Electronic Medical Records



Electronic Medical Records

Introduction

As health care becomes ever more integrated, community based and quality demanding, electronic medical records (EMRs) become necessary supporting technology. Potential advantages over current paper-based systems include faster, portable and more reliable access to charts, instantaneous access to decision support from the simple (drug interaction flags) to the complex (patient-specific messages, re: prescribing recommendations), ability to rapidly formulate patient summaries for referrals and letters, integration of laboratory and pharmacy data directly into the patient record, ability to query the practice population to support preventive health manoeuvres or research, and tighter security.

The validity of many of these claimed advantages in mainstream primary care remains unproven.

The COMPETE (Computerization of Medical Practices for the Enhancement of Therapeutic Efficacy) study, the first of its kind in Canada, aimed to study the entire process of computerizing community-based primary care physicians in Southwestern Ontario (Johnson, 2006).

This included research on EMR selection, willingness-to-pay by physicians, change management, EMR implementation, provider and patient privacy concerns, and automated, EMR-based prescribing review and intervention.
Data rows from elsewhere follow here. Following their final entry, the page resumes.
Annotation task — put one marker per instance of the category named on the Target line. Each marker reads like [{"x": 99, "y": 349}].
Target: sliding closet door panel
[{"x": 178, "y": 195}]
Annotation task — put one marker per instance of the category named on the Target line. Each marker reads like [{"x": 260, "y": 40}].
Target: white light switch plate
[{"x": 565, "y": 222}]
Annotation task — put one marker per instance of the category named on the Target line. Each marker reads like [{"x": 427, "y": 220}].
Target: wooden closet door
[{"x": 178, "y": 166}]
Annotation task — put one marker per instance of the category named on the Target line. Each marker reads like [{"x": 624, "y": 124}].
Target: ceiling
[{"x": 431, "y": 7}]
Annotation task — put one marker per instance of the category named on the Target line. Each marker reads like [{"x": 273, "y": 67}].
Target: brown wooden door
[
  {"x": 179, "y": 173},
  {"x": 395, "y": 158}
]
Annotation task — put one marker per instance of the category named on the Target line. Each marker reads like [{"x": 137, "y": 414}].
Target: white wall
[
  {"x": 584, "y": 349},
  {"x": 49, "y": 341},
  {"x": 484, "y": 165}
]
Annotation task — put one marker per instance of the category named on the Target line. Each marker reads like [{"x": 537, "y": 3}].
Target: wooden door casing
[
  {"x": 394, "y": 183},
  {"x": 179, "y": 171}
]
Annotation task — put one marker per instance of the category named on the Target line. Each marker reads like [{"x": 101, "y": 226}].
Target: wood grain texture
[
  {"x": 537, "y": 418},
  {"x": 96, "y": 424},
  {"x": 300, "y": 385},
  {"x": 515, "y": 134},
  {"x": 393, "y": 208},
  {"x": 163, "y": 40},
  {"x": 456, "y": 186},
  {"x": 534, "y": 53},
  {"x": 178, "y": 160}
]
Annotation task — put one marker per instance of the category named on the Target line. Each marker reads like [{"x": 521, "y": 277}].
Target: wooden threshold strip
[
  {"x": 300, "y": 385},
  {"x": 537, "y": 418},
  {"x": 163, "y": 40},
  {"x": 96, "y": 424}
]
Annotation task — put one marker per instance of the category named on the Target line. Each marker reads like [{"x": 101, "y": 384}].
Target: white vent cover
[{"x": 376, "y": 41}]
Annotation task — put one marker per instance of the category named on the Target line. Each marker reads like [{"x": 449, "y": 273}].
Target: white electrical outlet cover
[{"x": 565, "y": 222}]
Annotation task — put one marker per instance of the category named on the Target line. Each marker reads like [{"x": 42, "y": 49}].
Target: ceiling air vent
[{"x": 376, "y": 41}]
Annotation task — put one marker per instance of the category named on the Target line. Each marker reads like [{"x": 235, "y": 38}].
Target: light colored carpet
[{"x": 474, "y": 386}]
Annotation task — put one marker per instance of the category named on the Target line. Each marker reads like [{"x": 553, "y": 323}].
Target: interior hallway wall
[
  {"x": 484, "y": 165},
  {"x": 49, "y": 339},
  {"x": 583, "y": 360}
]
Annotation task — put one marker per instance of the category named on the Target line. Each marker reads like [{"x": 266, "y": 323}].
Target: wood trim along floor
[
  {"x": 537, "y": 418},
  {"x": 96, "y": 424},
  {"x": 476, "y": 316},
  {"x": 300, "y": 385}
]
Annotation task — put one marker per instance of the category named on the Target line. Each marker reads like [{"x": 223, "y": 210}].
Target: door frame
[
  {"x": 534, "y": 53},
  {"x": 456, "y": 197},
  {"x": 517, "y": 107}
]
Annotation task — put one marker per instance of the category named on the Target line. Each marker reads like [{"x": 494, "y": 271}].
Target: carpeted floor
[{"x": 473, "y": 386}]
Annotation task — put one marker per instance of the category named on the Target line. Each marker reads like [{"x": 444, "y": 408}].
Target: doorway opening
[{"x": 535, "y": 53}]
An early phase of the study involved the development and application of a rigorous EMR software assessment process. This degree of rigor applied to EMR selection has not previously been described in the literature (Ornstein, 2007). We present here our methodology and results.

Methods

A literature review of MEDLINE and EMBASE, from inception to March 2003 using keywords “medical records systems, computerized” (Giacomini, et al., 2007) as MESH heading and “selection” as text word yielded no relevant hits. At the time of our selection process, attendance at the standard informatics meetings (HIMMS, TEPR, AMIA, COACH) and review of their proceedings revealed (a) no discussions of EMR selection within a standard health technology assessment approach, (b) emphasis on EMRs based in hospitals or large HMOs or clinics with centralized clinicians and IT staff (Giacomini, et al., 2007). Our target population was primary care in the usual small office, community practice.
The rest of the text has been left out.